Opec deal: No crude oil painting

Ben Laurance

For a few fleeting moments last Friday, traders on the oil market apparently thought the worst might be over.

Leaders of Opec, the Organisation of Petroleum Exporting Countries, emerged from a meeting in the Hague to declare member states would be cutting oil production by two million barrels a day. The price of North Sea oil jumped, briefly, to more than $13. As recently as last December, the price had been below $10 a barrel.

But will Opec’s cuts really be sufficient to make a big difference to the price of crude? Taking two million barrels a day out of the system sounds impressive.

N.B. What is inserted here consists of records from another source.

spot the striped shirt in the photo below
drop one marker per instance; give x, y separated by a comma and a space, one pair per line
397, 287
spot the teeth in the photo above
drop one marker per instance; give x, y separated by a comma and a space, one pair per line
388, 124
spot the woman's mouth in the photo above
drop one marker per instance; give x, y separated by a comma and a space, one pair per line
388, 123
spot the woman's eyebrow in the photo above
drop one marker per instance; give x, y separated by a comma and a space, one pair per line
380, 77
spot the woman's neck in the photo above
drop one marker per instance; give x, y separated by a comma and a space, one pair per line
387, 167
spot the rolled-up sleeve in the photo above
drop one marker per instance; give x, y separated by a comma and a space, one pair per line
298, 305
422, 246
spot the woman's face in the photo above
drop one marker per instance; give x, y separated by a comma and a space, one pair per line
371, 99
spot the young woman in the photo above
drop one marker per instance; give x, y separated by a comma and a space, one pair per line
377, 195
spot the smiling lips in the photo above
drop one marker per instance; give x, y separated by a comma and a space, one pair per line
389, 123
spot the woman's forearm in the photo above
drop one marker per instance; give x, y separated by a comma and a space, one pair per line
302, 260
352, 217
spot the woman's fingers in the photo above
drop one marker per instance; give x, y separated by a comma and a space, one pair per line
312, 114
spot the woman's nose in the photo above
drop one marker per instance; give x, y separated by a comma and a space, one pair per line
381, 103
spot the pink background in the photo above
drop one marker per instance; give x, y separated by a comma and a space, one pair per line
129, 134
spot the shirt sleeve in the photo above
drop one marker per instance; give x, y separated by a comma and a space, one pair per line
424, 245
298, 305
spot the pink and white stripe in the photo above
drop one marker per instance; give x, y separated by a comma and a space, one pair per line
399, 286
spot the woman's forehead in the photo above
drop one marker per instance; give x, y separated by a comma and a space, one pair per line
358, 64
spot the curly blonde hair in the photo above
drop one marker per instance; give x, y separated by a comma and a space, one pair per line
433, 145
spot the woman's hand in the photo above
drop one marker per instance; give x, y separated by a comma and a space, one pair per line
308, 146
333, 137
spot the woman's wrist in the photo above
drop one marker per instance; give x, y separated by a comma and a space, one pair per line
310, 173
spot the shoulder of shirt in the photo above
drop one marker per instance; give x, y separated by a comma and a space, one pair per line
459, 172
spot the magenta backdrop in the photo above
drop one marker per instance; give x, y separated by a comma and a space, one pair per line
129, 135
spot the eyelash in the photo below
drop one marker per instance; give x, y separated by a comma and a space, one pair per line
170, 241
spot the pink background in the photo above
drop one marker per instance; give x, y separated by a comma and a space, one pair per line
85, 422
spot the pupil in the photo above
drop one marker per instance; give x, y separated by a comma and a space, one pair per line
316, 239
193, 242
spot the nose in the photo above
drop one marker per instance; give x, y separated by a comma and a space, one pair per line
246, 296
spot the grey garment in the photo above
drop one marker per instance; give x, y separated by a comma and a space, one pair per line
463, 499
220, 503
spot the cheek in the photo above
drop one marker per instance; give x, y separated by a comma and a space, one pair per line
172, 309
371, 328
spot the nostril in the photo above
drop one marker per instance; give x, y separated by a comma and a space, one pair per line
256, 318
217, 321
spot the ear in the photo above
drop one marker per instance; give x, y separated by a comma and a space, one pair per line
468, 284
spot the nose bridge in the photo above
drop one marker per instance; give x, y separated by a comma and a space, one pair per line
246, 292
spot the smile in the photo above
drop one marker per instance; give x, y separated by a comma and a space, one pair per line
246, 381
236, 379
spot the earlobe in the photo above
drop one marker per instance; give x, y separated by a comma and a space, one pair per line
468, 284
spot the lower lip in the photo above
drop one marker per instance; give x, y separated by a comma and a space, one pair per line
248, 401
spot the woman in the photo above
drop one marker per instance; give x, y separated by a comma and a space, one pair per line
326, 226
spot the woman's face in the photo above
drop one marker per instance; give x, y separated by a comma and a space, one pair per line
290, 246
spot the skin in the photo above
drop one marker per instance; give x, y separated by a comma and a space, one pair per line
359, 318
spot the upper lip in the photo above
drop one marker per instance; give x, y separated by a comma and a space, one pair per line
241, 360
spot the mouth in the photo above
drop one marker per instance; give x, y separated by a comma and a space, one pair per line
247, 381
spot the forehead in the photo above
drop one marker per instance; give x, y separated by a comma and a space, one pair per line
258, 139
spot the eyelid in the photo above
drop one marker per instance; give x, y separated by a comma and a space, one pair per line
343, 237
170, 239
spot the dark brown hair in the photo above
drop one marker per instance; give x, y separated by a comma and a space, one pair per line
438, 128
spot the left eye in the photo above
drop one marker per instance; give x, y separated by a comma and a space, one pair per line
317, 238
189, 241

But put this into perspective.

Opec always assures the world that its production cuts will be properly policed. Ali al-Naimi, the Saudi oil minister, declared that “compliance is going to be very high” among the 12 countries involved – the 10 Opec members plus Oman and Mexico.

Well he would say that, wouldn’t he? But Opec targets for limiting output are rarely met. Even the most bullish of oil industry analysts think it unlikely that the agreement will be honoured in full.

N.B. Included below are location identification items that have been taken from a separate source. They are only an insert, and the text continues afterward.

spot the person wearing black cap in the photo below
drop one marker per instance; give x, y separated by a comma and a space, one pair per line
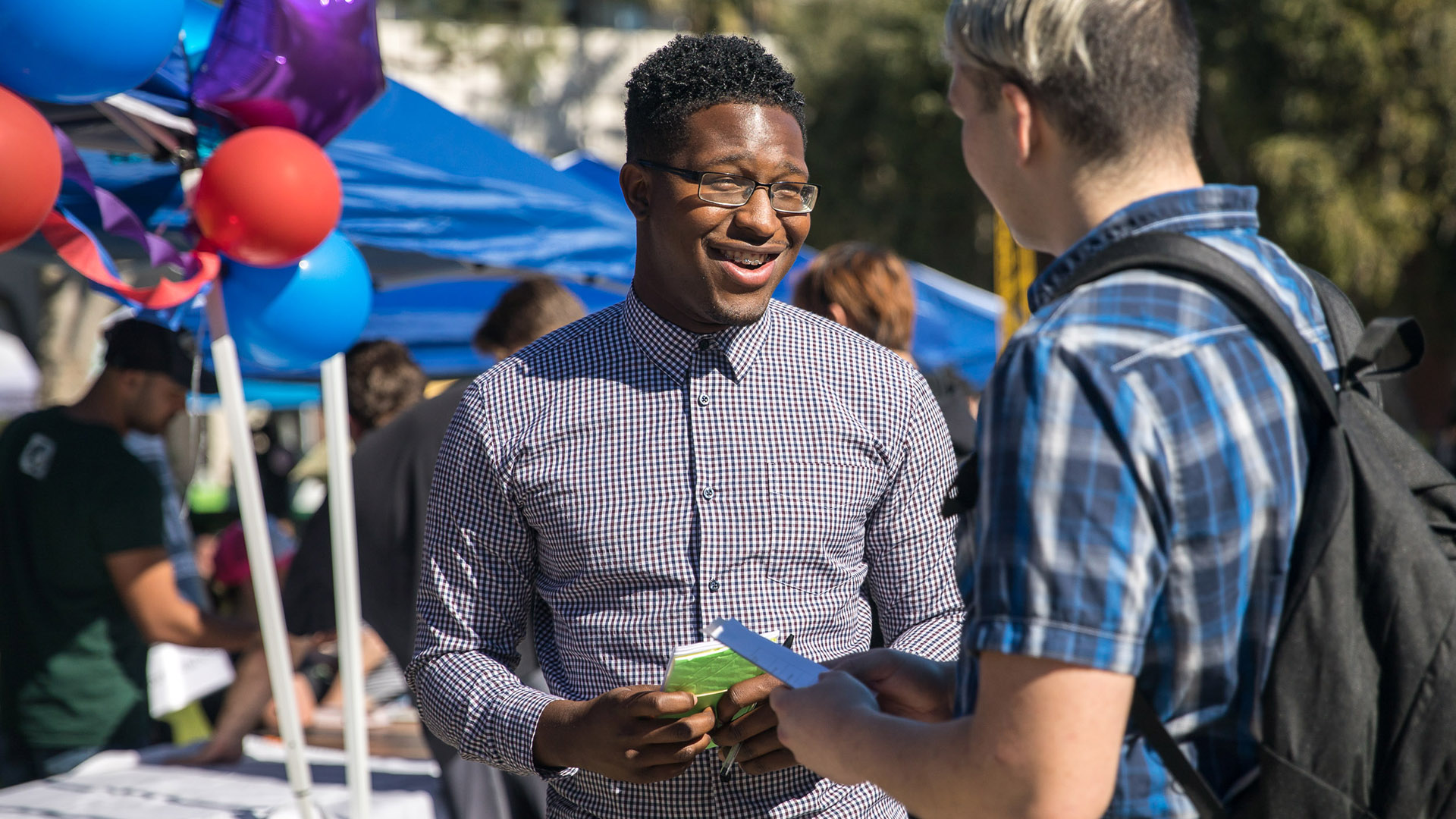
85, 580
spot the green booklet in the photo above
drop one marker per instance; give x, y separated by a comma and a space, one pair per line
708, 670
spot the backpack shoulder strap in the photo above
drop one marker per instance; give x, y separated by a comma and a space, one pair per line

And even if Opec did cut the output, the world would still be producing more oil than it consumes. Demand from countries such as South Korea has collapsed, and there is little likelihood of any big upturn in Japanese demand. Even including the cut, global surplus is likely to be 1,5-million barrels a day.

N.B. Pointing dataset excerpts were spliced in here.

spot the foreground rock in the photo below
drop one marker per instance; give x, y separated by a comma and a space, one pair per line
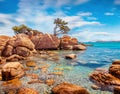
108, 80
16, 47
70, 56
115, 69
12, 70
68, 43
27, 91
45, 41
67, 88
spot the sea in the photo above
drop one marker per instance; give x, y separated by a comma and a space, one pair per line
76, 71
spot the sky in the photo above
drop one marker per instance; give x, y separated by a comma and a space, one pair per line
89, 20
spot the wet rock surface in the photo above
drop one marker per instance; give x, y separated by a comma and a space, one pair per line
107, 80
12, 70
27, 91
45, 42
67, 88
115, 69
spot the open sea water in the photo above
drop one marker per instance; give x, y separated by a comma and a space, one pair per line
76, 71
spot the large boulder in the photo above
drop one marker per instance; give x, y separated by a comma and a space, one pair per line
19, 45
3, 41
27, 91
12, 70
69, 43
79, 47
67, 88
115, 69
45, 42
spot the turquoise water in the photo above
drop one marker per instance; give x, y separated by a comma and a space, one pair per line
76, 71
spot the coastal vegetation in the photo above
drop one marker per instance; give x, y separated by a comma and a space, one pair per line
34, 59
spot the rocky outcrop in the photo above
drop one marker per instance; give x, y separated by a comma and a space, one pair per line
45, 42
67, 88
3, 41
19, 45
108, 80
68, 43
27, 91
12, 70
115, 69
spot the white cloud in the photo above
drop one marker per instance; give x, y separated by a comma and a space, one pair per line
77, 2
85, 14
117, 2
33, 15
109, 14
96, 36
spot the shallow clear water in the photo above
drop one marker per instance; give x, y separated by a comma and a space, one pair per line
76, 71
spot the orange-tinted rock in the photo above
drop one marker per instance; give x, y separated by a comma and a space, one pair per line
67, 88
45, 41
56, 73
95, 87
8, 51
12, 70
115, 69
15, 83
70, 56
117, 90
50, 82
3, 41
30, 64
27, 91
104, 80
22, 51
33, 76
79, 47
35, 81
17, 45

And all this is happening in a heated market. There seems little reason why oil prices shouldn’t go into freefall: with demand outstripping consumption and storage tanks brimming full, why not?

It’s unlikely. The very fact that Opec has done some sort of a deal suggests that the organisation has at least decided not to flood the market and thus wipe out rivals who have to cope with higher production costs.

Imagine that prices remain within the broad area of $10 to $13 a barrel. At those levels, the economics of production from some non-Opec oil exporting countries look decidedly dicey. Take the United States: wells producing some 500 000 barrels a day are no longer economical; a further one million barrels of US production is only breaking even. If crude prices stay low, this output could dry up.

And in the North Sea, the marginal cost of producing a barrel of oil from some of the area’s oldest fields is now close to break- even. Perhaps two-thirds of the oil coming from the Forties, an old field, now flows from “infill wells” – which tap relatively small pockets of crude left after the main wells have been exhausted.

Extracting a barrel of usable crude from these wells is expensive, as it is contaminated with sea water. So if crude prices were to collapse, such production would quickly cease.

At the moment, some 60% of world output comes from 23% of reserves – reserves where production costs are relatively high. Any sharp fall in prices would effectively mean those reserves could not be tapped. And that really would ensure that prices fell no further – whatever was agreed in the Hague last week.